3 Jul 2015

Golden Memories

From Country Life, 9:30 pm on 3 July 2015

biddy

Ross is a sleepy township near Hokitika that was settled in 1865 as a gold mining town. Biddy Manera has lived there all her life. Her parents, Thomas (below) and Margaret, have a farm up the Totara Valley Road that has been in the family for four generations.

“Dad’s only 90 and still doing it! He’s been there all of his life, he left school at 12 and worked on the farm, lived off the land, they’re just a couple of hippies!”

Biddy is a local historian and has a particular interest in the Chinese gold miners and their families who came to Ross from Guangdong Province in the 1870s. At any one time there were up to 400 living in the area and many Chinese artefacts, from coins to Ming Dynasty teapots, have been found in the bush near the township.

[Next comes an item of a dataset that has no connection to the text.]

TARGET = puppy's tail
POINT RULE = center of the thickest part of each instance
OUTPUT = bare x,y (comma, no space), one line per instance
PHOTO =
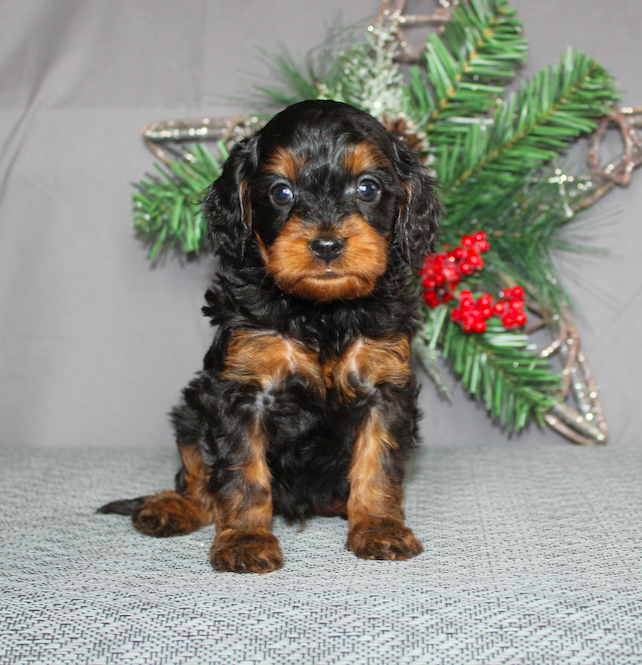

“The Chinese didn’t just mine here they had market gardens so they provided food, they would walk into town and sell the veges they grew”.

A Chinese funded project is underway to develop a commemorative garden in Ross dedicated to the gold miners from Guangdong Province.

Biddy has always been an outspoken advocate for the community.

Recently she's won the battle to buy back the Ross Cemetery after she discovered that in 2008, the Westland District Council mistakenly sold part of the Cemetery that included unmarked graves.

“A lot of people think that it was just me fighting the Council, and I was persistent, but it wasn’t just me, I was speaking out for everyone that’s on the hill and their families and friends. It should never have happened.”

tom manera

chinses grave

church
Thomas Manera, a Chinese grave at the Ross Cemetery and inside the local Catholic Church.